Kempen & Co acted as Global
Coordinator and together with Bank am Bellevue and RBC Capital
Markets as Joint Bookrunners in the offering.
###
For more
information please contact:
Probiodrug
Dr Konrad Glund, CEO
Email: contact@probiodrug.de
Hume
Brophy
Mary Clark, Supriya Mathur, Eva Haas
Tel: +44 (0) 207 862 6475
Email: probiodrug@humebrophy.com
The Trout
Group
Tricia Truehart
Tel: +1 646 378-2953
Email: ttruehart@troutgroup.com
Notes to
Editors:
About Probiodrug
AG
Headquartered in Halle, Germany, Probiodrug AG (Euronext Amsterdam:
PBD) is a biopharmaceutical company focused on the development of
new therapeutic products for the treatment of Alzheimer's
disease.
Founded in 1997, the company
successfully developed a novel therapeutic concept for diabetes -
the DP4 inhibitors - which provided the basis for a novel class of
antidiabetics - the gliptins. Its core capabilities are based on
its long-standing expertise in the elucidation of the structure and
function of enzymes involved in the modification of proteins and
peptides, which play a central role in pathological conditions.

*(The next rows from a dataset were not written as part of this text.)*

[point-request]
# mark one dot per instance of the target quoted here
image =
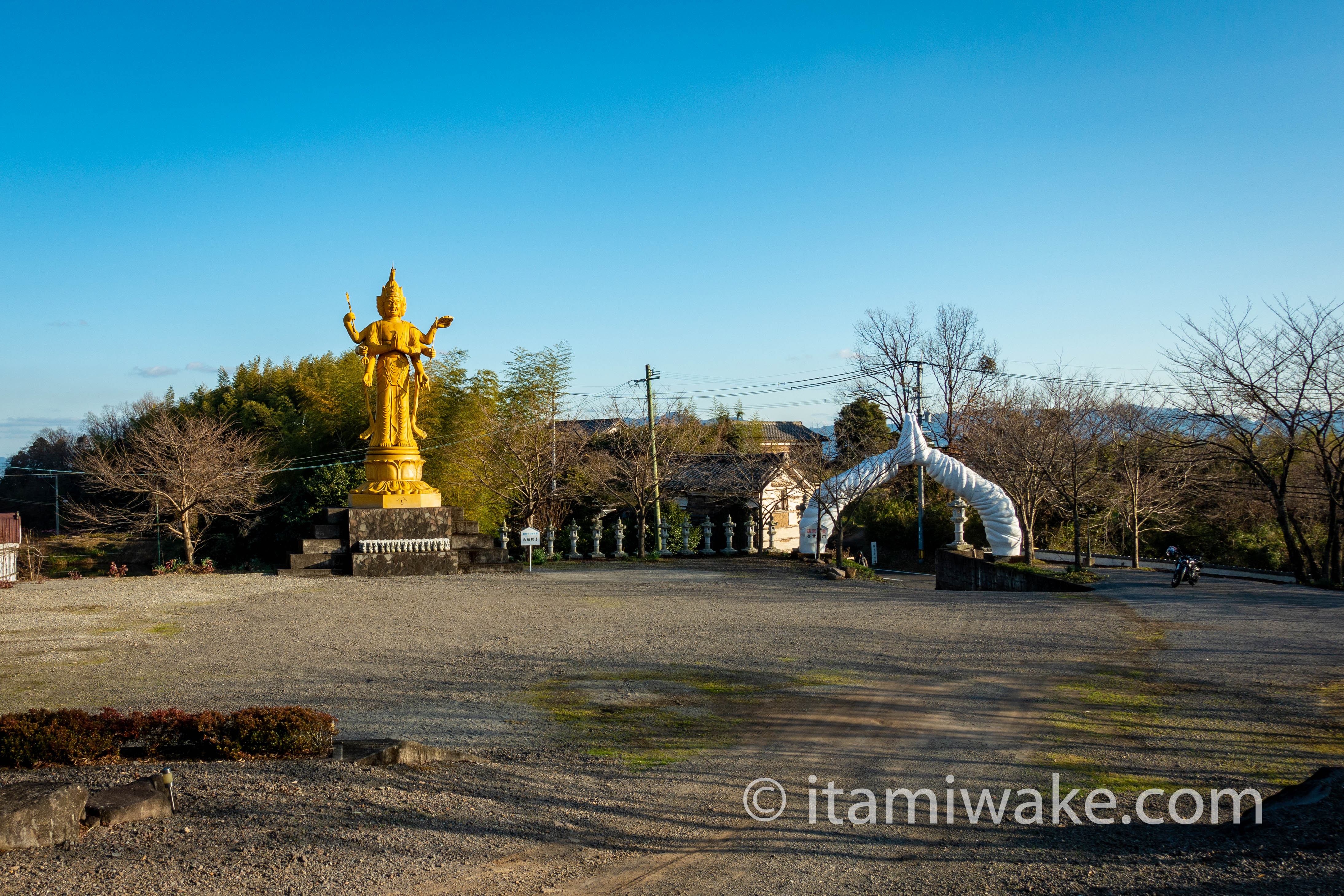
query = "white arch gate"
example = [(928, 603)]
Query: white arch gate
[(994, 504)]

Today Probiodrug's aim is to
become a leading company in the development of Alzheimer's disease
treatments and to thereby provide a better life for Alzheimer's
disease patients. It has identified a new therapeutic concept
linked to disease initiation and progression. The development
approaches are targeting pyroglutamate-Abeta (pGlu-Abeta) as a
therapeutic strategy to fight Alzheimer's disease. The Company has
medical use and composition of matter patents related to the
inhibition of Glutaminyl Cyclase (QC) and anti-pGlu-Abeta- specific
monoclonal antibodies, providing it, in the Company's view, with a
leading position in this field of research.
Probiodrug's lead product
candidate, PQ912, is a highly specific and potent inhibitor of
Glutaminyl Cyclase (QC), which has shown therapeutic effects in
Alzheimer's animal models. PQ912 is currently in a Phase 2a study,
the SAPHIR trial. In a preceding Phase 1 study with healthy young
and elderly volunteers, PQ912 has shown to be safe and well
tolerated and also revealed high QC-inhibition.
www.probiodrug.de
About Alzheimer's
disease
Alzheimer's disease is a neurological disorder, which is the most
common form of dementia, and ultimately leads to death. Because
Alzheimer's disease cannot be cured and is degenerative, the
affected patients must increasingly rely on others for assistance.

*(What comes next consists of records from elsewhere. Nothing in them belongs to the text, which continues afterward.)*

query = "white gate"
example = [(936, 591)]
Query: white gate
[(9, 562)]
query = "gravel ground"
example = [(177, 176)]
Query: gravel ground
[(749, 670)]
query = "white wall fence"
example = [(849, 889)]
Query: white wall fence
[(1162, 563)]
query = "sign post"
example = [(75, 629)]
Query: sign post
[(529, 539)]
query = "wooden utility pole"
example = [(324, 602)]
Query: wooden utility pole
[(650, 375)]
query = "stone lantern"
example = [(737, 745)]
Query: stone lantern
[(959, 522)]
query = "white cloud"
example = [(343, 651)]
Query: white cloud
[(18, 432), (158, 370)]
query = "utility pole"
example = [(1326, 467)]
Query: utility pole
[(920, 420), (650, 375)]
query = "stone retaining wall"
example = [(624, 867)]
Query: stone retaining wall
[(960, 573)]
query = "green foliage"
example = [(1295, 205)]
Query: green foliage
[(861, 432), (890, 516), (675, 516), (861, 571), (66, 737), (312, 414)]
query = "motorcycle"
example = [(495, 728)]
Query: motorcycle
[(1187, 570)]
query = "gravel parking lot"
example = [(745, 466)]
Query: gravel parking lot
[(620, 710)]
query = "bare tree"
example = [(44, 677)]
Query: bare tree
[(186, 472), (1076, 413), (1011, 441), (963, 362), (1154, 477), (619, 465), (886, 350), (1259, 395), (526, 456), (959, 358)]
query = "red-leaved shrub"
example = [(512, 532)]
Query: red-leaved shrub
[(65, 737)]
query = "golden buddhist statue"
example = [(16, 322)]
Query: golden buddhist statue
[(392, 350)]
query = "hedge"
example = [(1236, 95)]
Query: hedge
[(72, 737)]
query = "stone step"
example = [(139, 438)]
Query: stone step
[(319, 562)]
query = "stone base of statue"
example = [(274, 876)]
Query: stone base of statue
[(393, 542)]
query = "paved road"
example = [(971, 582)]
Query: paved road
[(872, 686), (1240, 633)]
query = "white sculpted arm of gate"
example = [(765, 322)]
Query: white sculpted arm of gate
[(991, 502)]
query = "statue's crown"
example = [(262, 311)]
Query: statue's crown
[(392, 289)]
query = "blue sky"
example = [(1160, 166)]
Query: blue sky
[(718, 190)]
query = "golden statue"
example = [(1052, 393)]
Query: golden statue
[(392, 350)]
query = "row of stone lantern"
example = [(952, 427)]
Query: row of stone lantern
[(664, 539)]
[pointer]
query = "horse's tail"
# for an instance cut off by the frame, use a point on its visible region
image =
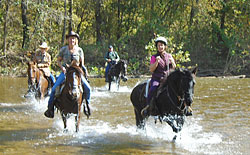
(86, 110)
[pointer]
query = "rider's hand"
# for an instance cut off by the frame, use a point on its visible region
(171, 60)
(64, 70)
(158, 58)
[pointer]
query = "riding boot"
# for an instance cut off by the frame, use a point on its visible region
(189, 112)
(50, 111)
(148, 109)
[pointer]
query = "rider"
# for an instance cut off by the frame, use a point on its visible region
(111, 58)
(70, 54)
(160, 65)
(43, 60)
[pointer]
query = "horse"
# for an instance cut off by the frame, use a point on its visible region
(38, 83)
(172, 99)
(71, 97)
(117, 71)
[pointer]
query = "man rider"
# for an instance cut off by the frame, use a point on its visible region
(69, 55)
(111, 58)
(43, 60)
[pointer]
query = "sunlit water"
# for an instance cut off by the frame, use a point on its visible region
(219, 125)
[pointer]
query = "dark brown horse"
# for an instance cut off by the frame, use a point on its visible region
(38, 83)
(117, 72)
(172, 99)
(71, 98)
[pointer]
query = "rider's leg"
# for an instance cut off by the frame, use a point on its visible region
(85, 72)
(154, 85)
(50, 111)
(53, 79)
(106, 72)
(87, 89)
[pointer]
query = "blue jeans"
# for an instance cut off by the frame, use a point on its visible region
(60, 80)
(107, 69)
(52, 78)
(154, 84)
(87, 89)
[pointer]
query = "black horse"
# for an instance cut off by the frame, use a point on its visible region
(117, 71)
(172, 99)
(71, 98)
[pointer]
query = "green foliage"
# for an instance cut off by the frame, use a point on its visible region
(213, 34)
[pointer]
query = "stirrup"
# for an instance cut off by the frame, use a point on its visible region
(144, 111)
(49, 113)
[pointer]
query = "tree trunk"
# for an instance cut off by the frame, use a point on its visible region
(98, 21)
(64, 22)
(70, 15)
(118, 33)
(5, 27)
(25, 24)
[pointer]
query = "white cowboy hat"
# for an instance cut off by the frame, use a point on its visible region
(44, 45)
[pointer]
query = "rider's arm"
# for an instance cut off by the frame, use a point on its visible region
(153, 63)
(171, 59)
(46, 62)
(59, 60)
(117, 57)
(107, 57)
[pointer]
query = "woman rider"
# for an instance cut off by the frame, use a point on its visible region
(160, 65)
(68, 54)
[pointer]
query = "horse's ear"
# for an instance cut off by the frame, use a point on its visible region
(195, 70)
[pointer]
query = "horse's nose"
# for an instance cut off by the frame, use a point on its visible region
(125, 79)
(75, 93)
(188, 99)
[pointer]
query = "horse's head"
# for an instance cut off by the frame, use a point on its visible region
(182, 82)
(123, 67)
(32, 72)
(73, 81)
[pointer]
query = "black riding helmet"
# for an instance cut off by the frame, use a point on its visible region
(161, 39)
(72, 33)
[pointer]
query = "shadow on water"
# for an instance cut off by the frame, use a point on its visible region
(220, 107)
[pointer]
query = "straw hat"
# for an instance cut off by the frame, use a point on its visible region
(44, 45)
(72, 33)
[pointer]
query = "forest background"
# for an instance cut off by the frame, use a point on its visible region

Today, 47 million people live with dementia worldwide, and this
number is projected to treble to more than 131 million by 2050, as
population's age. Dementia also has a huge economic impact.
Alzheimer's also has an estimated, global societal cost of US$ 818
billion, and it will become a trillion dollar disease by 2018.
(World Alzheimer Report 2016).
Forward Looking
Statements
Information set forth in this press release
contains forward-looking statements, which involve a number of
risks and uncertainties. The forward-looking statements contained
herein represent the judgment of Probiodrug AG as of the date of
this press release. Such forward-looking statements are neither
promises nor guarantees, but are subject to a variety of risks and
uncertainties, many of which are beyond our control, and which
could cause actual results to differ materially from those
contemplated in these forward-looking statements. We expressly
disclaim any obligation or undertaking to release publicly any
updates or revisions to any such statements to reflect any change
in our expectations or any change in events, conditions or
circumstances on which any such statement is based.